Il Sindaco Dario Nardella commenta con grande soddisfazione l’approvazione al senato del DL Semplificazione che contiene l’emendamento sugli stadi e quello sull’accelerata procedura per la realizzazione dell’aeroporto di Firenze.

“Bene l’approvazione nel dl semplificazione di due emendamenti molto importanti: avanti con il nuovo stadio Franchi e con la nuova pista dell’aeroporto di Peretola. La spinta di Firenze – ha detto il Sindaco Nardella – ha portato il Parlamento a votare una norma decisiva che non riguarda solo la nostra città, ma tutta l’Italia”.
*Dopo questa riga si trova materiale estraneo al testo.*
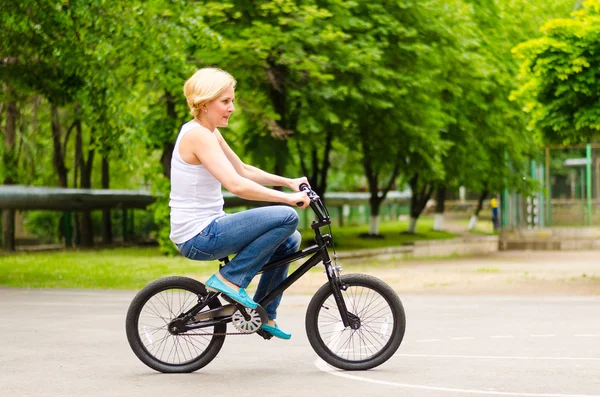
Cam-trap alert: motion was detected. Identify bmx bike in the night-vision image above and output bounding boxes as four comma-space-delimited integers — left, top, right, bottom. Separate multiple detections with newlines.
126, 184, 406, 373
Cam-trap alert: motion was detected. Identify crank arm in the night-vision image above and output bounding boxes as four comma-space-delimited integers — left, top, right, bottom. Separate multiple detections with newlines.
193, 305, 237, 321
Nardella si è speso molto perché si arrivasse a questa importante modifica normativa, che mette in primo piano l’esigenza di garantire la funzionalità e la sicurezza degli impianti sportivi, e negli ultimi giorni si è impegnato in un’opera di mediazione per evitare la moltiplicazione degli emendamenti e il rischio di non raggiungere l’obiettivo.

“Ringrazio le forze politiche che hanno votato e i firmatari dell’emendamento – ha detto Dario Nardella – e ringrazio anche il Presidente Conte e il suo staff. Ha vinto il gioco di squadra al quale la nostra amministrazione non ha fatto mai mancare il contributo. Il gioco di squadra – ha concluso Nardella – sarà fondamentale anche in questa nuova fase: ciascuno dovrà fare la sua parte con convinzione e impegno. Il Comune di Firenze ha già fatto un importante passo avanti l’11 agosto con la delibera di indirizzo per la riqualificazione dell’area di Campo di Marte, che riguarda la cittadella dello sport, le infrastrutture della zona e lo stadio Artemio Franchi che può avere un futuro splendido e di rinascita, speriamo accompagnato anche da tanti successi sportivi”.
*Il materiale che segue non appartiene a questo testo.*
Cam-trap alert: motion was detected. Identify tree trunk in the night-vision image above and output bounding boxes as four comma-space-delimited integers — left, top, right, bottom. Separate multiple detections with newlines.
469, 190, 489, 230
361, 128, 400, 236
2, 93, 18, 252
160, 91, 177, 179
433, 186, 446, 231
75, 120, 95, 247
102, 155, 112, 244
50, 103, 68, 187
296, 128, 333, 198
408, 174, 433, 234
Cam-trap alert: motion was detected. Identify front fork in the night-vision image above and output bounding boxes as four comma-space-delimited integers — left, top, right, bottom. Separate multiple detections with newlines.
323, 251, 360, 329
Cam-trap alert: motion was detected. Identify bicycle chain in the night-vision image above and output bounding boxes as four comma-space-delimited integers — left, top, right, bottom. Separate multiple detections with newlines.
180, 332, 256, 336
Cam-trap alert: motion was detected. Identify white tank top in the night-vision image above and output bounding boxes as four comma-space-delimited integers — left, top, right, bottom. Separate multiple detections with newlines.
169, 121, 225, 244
“Con il decreto semplificazione sarà accelerata la procedura per la realizzazione dell’aeroporto di Firenze senza eliminare o ridurre le valutazioni ambientali previste”. Lo dichiara il sindaco Dario Nardella. “La norma non prevede l’eliminazione della procedura di VAS, valutazione ambientale strategica, o l’eliminazione della procedura di VIA, valutazione di impatto ambientale – sottolinea Nardella – bensì consente, senza alcuna riduzione della documentazione da produrre e delle verifiche da fare, di potere espletare insieme le due procedure elaborando la documentazione richiesta per il master plan dell’aeroporto. Quindi con il decreto semplificazioni si raggiungono due importanti risultati: velocizzazione delle procedure e rispetto dell’ambiente”. “Dopo lo stadio – conclude il sindaco – un’altra importante vittoria per la città, per i fiorentini e per chi ha a cuore lo sviluppo economico della nostra regione”.